3 Flashcards
Data Mining vs Data Profiling
Data mining is process of discovering relevant information that has not yet been identified before (convert raw data into valuable information)
Data profiling is done to evaluate a dataset for uniqueness, logic, and consistency.
Data Wrangling
Data wrangling is the process of transforming and structuring data from one raw form into a desired format with the intent of improving data quality and making it more consumable and useful for analytics or machine learning
Steps in analytics project
Understanding the problem: Define the business or analytical question, determine key objectives, and establish success criteria.
Collecting data: Gather relevant data from internal databases, APIs, web scraping, or third-party sources to support analysis.

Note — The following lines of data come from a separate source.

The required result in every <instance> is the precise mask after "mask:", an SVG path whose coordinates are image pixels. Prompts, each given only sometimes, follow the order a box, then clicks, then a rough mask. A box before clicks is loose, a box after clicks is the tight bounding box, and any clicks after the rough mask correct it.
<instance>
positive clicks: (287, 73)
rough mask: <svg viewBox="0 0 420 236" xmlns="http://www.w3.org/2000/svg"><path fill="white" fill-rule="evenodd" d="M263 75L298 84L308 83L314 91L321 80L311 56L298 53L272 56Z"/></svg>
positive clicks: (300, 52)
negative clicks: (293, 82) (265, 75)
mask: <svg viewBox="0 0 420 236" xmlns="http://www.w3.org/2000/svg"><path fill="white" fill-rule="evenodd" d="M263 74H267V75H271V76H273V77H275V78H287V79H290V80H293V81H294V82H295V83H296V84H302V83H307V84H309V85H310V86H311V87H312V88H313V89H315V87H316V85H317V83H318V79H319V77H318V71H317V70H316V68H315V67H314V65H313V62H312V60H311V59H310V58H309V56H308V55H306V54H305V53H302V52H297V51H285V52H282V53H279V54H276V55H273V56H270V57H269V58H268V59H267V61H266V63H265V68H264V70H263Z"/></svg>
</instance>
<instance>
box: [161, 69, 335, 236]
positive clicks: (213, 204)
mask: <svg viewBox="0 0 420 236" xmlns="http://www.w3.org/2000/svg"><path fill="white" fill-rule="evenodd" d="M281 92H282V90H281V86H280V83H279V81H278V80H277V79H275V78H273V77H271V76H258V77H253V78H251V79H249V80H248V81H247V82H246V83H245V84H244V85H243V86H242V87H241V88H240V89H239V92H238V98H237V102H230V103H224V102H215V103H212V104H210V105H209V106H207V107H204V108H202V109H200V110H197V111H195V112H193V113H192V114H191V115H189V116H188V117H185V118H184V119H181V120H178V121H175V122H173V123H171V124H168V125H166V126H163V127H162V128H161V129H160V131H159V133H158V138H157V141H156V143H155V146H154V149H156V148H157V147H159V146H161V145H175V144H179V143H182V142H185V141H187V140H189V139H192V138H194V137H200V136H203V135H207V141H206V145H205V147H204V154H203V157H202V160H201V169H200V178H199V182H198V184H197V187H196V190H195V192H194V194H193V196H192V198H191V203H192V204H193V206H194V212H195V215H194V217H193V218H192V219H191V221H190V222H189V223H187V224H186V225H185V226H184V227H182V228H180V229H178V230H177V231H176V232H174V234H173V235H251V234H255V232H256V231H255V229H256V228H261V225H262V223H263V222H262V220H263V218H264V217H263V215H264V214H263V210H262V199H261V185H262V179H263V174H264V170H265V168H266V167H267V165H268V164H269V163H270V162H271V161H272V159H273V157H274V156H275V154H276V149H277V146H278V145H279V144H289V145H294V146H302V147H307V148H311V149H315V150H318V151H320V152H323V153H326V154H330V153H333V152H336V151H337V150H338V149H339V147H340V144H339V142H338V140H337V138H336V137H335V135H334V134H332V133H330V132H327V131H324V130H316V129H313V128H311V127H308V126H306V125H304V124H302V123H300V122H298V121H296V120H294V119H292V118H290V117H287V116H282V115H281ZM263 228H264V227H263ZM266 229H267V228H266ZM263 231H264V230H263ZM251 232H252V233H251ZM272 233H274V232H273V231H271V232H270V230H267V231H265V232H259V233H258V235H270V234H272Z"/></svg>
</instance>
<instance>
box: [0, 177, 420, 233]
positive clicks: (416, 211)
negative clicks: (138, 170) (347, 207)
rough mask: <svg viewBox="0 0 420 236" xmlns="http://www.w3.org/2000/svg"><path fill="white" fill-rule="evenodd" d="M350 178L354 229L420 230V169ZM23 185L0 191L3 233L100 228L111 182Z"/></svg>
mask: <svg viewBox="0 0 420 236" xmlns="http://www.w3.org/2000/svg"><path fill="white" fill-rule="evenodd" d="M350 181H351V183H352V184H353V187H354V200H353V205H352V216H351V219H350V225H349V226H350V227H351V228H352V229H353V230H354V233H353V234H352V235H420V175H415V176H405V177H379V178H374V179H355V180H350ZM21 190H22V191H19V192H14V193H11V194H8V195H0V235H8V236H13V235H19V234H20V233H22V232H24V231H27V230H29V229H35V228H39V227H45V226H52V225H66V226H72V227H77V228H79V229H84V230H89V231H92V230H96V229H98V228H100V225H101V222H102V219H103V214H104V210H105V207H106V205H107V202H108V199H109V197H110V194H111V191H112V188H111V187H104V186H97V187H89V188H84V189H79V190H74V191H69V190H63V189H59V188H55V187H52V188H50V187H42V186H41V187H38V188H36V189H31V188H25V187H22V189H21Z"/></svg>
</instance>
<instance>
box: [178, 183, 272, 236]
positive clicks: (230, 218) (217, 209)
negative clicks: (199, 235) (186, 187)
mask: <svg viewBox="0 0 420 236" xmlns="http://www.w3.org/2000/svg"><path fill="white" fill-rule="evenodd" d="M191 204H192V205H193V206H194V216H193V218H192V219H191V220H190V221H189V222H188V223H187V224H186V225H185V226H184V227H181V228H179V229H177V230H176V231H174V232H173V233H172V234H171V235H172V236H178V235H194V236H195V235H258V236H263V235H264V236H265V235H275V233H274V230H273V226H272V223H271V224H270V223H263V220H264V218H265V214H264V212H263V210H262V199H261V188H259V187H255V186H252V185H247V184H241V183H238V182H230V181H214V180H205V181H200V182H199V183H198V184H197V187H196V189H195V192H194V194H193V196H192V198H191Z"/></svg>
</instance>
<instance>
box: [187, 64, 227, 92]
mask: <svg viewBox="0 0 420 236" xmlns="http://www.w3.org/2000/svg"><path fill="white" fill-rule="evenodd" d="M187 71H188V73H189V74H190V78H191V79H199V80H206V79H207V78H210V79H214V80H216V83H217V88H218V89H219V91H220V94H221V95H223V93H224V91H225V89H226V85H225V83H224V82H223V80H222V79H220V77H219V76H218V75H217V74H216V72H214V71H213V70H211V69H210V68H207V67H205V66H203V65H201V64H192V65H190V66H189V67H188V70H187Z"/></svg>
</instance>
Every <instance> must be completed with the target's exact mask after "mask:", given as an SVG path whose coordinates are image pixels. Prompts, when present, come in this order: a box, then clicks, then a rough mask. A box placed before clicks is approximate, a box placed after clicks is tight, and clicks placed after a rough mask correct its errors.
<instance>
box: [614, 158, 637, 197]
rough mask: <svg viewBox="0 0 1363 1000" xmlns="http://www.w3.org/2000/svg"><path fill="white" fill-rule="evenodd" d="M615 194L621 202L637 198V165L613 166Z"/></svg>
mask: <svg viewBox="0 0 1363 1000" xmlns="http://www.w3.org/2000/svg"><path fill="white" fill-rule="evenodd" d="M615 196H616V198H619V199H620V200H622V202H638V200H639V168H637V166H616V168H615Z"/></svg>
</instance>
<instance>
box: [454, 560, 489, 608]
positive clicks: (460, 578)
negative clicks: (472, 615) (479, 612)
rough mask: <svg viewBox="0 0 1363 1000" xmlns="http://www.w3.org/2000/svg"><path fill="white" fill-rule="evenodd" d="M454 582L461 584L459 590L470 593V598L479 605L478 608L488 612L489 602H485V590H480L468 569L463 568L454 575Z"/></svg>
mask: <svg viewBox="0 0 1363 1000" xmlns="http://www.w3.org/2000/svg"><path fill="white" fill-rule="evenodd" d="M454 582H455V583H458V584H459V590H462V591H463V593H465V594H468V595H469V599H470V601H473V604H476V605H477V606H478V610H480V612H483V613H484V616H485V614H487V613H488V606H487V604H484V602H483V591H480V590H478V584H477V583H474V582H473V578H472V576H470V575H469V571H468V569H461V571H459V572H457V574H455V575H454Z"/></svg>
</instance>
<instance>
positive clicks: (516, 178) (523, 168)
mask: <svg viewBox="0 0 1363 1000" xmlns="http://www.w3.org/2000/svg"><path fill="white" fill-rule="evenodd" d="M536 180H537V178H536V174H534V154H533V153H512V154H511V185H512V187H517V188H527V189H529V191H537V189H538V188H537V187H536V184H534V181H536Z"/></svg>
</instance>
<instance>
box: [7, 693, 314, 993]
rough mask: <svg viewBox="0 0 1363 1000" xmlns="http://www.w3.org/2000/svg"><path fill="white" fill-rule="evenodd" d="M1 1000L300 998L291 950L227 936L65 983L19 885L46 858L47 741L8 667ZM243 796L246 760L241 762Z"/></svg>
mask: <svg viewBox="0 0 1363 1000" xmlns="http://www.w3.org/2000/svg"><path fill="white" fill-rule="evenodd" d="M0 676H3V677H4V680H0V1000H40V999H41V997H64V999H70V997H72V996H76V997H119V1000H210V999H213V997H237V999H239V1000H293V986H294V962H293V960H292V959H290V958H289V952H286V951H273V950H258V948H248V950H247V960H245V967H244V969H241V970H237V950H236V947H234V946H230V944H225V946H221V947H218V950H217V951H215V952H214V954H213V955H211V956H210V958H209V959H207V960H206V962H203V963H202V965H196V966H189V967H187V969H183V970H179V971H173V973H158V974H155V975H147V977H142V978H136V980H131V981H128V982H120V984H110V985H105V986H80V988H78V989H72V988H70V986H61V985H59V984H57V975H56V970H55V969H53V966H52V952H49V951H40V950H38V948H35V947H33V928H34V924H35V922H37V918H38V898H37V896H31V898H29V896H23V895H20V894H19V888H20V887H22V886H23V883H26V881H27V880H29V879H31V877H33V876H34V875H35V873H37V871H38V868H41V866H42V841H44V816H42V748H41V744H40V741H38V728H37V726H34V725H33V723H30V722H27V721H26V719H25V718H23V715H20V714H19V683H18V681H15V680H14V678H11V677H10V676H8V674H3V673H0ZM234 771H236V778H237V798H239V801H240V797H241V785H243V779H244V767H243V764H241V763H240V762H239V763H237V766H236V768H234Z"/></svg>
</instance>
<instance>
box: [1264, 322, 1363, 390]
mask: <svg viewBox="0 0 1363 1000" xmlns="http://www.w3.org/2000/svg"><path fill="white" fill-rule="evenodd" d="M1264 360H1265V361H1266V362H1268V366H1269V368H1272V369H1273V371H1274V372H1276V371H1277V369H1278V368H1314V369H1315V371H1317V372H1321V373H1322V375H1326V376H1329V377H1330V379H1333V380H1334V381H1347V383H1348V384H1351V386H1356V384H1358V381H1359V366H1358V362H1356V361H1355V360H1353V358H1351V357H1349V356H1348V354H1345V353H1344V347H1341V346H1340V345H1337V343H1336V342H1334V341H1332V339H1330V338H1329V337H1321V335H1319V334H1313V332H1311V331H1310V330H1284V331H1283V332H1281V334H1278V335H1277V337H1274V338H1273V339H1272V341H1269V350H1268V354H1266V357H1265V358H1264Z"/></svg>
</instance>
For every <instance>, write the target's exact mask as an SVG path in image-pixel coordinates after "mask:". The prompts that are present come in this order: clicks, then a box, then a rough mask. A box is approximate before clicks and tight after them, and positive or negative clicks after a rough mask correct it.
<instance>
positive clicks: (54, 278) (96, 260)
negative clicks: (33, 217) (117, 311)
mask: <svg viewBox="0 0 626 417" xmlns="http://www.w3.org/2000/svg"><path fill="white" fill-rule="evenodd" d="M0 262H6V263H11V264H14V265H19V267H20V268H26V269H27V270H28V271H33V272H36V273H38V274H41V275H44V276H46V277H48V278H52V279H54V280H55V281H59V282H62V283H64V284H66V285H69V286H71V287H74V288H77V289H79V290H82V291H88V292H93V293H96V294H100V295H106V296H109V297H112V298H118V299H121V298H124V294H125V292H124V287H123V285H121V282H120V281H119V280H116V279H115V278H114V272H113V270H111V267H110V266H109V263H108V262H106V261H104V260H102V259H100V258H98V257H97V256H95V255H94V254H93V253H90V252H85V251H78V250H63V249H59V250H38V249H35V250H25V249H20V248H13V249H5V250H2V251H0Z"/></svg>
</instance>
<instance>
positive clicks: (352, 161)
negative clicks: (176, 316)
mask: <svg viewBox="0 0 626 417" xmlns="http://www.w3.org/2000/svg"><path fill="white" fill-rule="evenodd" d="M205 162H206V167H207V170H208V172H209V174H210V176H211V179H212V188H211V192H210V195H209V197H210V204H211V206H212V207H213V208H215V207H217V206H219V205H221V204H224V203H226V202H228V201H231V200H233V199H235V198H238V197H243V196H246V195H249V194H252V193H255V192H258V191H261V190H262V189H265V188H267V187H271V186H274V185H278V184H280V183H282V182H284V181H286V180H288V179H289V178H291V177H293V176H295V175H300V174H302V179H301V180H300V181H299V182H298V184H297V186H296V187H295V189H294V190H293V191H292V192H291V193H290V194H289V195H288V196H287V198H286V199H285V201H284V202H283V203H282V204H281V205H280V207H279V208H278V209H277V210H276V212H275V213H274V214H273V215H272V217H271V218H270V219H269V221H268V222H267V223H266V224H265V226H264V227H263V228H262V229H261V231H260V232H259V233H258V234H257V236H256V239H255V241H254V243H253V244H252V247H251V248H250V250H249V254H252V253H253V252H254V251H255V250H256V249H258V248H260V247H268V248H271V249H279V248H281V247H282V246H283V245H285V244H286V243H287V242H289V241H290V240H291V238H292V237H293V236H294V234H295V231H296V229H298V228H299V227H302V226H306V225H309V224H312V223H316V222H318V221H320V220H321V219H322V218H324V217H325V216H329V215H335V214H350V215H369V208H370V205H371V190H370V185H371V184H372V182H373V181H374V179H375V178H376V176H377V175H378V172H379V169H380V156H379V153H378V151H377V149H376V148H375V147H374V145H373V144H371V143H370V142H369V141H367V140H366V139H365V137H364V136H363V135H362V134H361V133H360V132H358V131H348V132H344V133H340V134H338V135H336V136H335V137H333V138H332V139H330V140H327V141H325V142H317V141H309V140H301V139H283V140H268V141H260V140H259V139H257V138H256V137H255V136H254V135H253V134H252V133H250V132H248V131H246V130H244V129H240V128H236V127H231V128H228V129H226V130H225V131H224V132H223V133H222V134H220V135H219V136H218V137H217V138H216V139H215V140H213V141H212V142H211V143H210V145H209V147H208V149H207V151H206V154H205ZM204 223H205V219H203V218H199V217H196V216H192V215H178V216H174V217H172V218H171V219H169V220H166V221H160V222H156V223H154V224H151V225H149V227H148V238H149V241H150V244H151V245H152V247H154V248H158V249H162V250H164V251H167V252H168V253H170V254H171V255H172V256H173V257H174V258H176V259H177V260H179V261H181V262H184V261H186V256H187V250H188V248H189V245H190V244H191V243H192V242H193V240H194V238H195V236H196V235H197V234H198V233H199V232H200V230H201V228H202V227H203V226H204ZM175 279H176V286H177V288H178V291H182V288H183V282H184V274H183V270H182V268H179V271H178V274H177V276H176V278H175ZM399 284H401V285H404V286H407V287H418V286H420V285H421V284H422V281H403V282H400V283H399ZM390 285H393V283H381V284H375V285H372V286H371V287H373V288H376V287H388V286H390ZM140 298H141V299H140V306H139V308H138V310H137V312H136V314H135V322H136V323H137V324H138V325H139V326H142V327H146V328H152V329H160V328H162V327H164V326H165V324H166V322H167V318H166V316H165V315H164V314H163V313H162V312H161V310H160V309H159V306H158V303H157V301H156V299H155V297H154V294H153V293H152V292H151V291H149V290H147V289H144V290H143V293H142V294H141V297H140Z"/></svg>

Cleaning data: Remove inconsistencies, handle missing values, and standardize formats to ensure data quality and reliability.
Exploring data: Analyze distributions, detect patterns, and visualize relationships to gain insights and guide further analysis.
Interpreting results: Draw meaningful conclusions, derive actionable insights, and communicate findings to stakeholders for decision-making.
how to melt a pandas dataframe called ‘report’. Just an exercise to understand the elements within melt function.
report.melt(
id_vars = specifies which columns should remain unchanged,
value_vars = specifies which columns should be transformed into long format,
var_name = transforms column values into columns themselves,
value_name = new numerical value across all the columns)